Agaknya, redaksi Al-Qur’an yang mendekati perintah itu adalah “ḥalālan ṭayyiban”. Yang enak-enak, yang baik-baik, dan yang bergizi. Baginda Rasulullah Saw pernah menyebutkan laḥm (daging) dan ad-dasm (susu). Bila Anda search di mesin pencarian Google Image, ad-dasm akan menampilkan susu, keju, salad, dan aneka menu susu yang bergizi lainnya.

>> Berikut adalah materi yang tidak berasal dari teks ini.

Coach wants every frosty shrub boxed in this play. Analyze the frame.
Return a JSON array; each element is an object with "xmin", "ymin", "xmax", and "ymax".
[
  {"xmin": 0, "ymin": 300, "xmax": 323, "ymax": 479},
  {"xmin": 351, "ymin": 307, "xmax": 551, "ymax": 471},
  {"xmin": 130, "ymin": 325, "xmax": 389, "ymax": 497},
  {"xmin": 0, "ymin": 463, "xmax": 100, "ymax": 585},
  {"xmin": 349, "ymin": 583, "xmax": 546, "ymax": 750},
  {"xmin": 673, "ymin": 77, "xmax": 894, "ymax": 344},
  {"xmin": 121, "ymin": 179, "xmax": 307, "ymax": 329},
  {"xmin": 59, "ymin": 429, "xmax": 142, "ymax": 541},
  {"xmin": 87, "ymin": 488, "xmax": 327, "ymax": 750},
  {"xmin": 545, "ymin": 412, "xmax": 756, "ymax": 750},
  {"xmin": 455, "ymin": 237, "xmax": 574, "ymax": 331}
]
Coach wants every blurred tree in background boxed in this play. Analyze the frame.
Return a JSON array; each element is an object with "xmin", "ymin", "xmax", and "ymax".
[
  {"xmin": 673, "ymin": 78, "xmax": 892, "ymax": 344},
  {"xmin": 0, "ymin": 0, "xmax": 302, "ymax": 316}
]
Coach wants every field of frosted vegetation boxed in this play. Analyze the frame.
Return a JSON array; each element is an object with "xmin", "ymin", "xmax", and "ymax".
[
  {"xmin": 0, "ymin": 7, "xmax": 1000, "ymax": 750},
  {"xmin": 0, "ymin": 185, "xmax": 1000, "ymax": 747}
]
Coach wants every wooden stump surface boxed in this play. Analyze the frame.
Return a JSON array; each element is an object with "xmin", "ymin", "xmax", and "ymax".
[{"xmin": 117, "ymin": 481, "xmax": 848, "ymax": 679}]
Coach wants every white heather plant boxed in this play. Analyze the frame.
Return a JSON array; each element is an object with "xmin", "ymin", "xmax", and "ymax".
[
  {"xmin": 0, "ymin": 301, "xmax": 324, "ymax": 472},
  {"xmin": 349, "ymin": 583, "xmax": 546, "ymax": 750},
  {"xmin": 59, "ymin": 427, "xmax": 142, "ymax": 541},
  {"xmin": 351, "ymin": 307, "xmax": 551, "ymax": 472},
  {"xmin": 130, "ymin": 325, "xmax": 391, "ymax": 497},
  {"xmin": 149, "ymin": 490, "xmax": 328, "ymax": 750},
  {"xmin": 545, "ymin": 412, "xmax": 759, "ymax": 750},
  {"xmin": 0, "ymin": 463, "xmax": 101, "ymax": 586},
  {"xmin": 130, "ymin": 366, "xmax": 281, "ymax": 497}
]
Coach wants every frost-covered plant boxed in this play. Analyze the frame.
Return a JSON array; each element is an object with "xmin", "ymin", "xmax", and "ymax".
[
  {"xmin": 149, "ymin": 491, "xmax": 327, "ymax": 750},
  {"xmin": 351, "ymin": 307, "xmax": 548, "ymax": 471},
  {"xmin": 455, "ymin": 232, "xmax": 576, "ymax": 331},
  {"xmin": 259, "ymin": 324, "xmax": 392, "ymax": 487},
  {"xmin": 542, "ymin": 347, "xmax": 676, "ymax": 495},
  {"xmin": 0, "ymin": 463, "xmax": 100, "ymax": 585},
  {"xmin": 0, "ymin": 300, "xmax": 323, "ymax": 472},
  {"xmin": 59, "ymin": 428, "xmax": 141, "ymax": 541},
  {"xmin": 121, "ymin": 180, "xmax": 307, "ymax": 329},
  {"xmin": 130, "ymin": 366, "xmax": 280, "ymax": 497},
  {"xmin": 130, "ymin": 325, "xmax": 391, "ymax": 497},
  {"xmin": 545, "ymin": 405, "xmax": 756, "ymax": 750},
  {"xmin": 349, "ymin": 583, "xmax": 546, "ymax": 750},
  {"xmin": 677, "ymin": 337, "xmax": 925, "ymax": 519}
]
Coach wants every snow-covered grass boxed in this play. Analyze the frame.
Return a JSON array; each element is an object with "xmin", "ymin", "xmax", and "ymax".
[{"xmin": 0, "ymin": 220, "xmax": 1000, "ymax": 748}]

Saya sepakat dengan para ulama tafsir yang memberikan keringanan makna dari perintah “kulū”, makanlah kalian atau “wasyrabū”, minumlah sebagai redaksi perintah yang menunjukkan arti kebolehan (al-ibāḥah wa at-taḥlīl), bukan sebagai kewajiban (lil wujūb). Kenapa? Karena saya pernah membaca bahwa tidak sedikit dari penduduk Indonesia yang masih memiliki pemasukan di bawah standar kebutuhan hidup layak (KHL). Sehingga, sebagian sudah berusaha memenuhi gizi keluarga akan tetapi terpontang-panting, sedangkan orang-orang yang diberikan kekayaan menyumbangkan harta mereka belum mengena pada sasaran yang lebih presisi, terutama perbaikan gizi keluarga (besar), tetangga, dan juga pendidikan.